Implementation tests for fair-gptq

This repository is structured as follows:

• the code for fair-gptq is located in gptq.py and config.py.
• ./evaluation/ directory contains code for model evaluation.
• ./sanity-check/ directory contains code for sanity check experiments.

Fair-GPTQ Code

We use the GPTQModel code and integrate a fairness term directly into the package's codebase. See example_fair_gptq.py for a full usage example.

Setting up for quantization

# Clone the GPTQModel repository and replace necessary files
git clone https://github.com/ModelCloud/GPTQModel.git
cd GPTQModel
git checkout v2.2.0
cd ..
cp gptq.py GPTQModel/gptqmodel/quantization/
cp config.py GPTQModel/gptqmodel/quantization/

# Install required packages
pip install -r requirements.txt

Loading calibration data

To quantize the model, start by downloading the Stereoset Development subset available at: https://raw.githubusercontent.com/gsgoncalves/EMNLP2023_llm_compression_and_social_bias/refs/heads/main/data/stereoset/dev.json

This dataset was released in the framework used by Understanding the Effect of Model Compression on Social Bias in Large Language Models (Gonçalves & Strubell, EMNLP 2023).

import json
import urllib.request
url = "https://raw.githubusercontent.com/gsgoncalves/EMNLP2023_llm_compression_and_social_bias/refs/heads/main/data/stereoset/dev.json"
with urllib.request.urlopen(url) as response:
    data = json.load(response)
examples = []
for entry in data['data']['intrasentence']:  # Accessing 'intrasentence' which holds sentences
    sentences = entry['sentences']  # Access the 'sentences' key, which contains individual sentences
    # Iterate over the sentences to check their bias type and add to examples
    for sentence_entry in sentences:
        sentence = sentence_entry['sentence']  # Extract the sentence
        gold_label = sentence_entry['gold_label']  # Extract the bias label (gold_label)

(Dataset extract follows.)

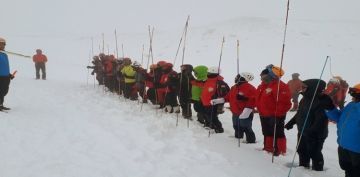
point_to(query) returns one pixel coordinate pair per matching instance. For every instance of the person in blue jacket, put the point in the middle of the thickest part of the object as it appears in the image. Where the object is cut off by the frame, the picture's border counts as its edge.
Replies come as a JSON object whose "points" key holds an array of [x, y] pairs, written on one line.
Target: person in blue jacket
{"points": [[348, 131], [5, 75]]}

        # Concatenate context with the sentence
        full_sentence =sentence

        # Add both stereotype and anti-stereotype sentences to examples
        if gold_label == 'anti-stereotype':
          examples.append(full_sentence)
        elif gold_label == 'stereotype':
          examples.append(full_sentence)
print(examples[:2])

Quantizing Models with Fair-GPTQ

To quantize models using Fair-GPTQ, follow these steps:

from datasets import load_dataset
from gptqmodel import GPTQModel, QuantizeConfig
from transformers import AutoConfig
# Define models to be quantized
models = ["facebook/opt-13b", "facebook/opt-6.7b"]

# Iterate through each model
for m in models:
    # Define save directory for quantized model
    quant_path = f"{m.split('/')[1]}-int4-fair-gptq"

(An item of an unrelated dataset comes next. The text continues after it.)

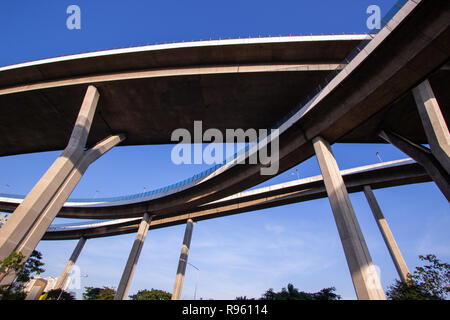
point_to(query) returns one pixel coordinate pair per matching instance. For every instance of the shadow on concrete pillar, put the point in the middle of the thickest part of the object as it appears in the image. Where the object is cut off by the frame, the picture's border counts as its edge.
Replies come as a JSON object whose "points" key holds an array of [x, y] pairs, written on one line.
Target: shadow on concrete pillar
{"points": [[424, 157], [29, 222], [364, 276], [178, 287], [434, 124], [60, 284], [388, 237], [133, 258]]}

    # Configure quantization parameters
    quant_config = QuantizeConfig(bits=4, group_size=128, alpha=0.1, desc_act=False, ignore_bias="k_proj,q_proj,v_proj,fc1")
    # Create a directory for logs (if needed)
    !mkdir -p logs
    # Load original model and apply quantization
    model = GPTQModel.load(m, quant_config)
    model.quantize(examples, batch_size=2)
    model.save(quant_path)

    # Load the quantized model from the saved path
    model = GPTQModel.load(quant_path)

    # Example of model generation with the quantized model
    result = model.generate("Uncovering deep insights begins with")[0]  # Example text for generation
    print(model.tokenizer.decode(result))  # Print the generated text

    # Define repository ID and commit message for pushing to hub (replace USERNAME with your username)
    repo_id = f"USERNAME/{quant_path}"
    commit_message = f"Quantized model for {m}"

    # Push the quantized model to a hub (assuming a function like 'push_to_hub' exists in GPTQModel)
    GPTQModel.push_to_hub(repo_id=repo_id, quantized_path=quant_path, exists_ok=True, private=False)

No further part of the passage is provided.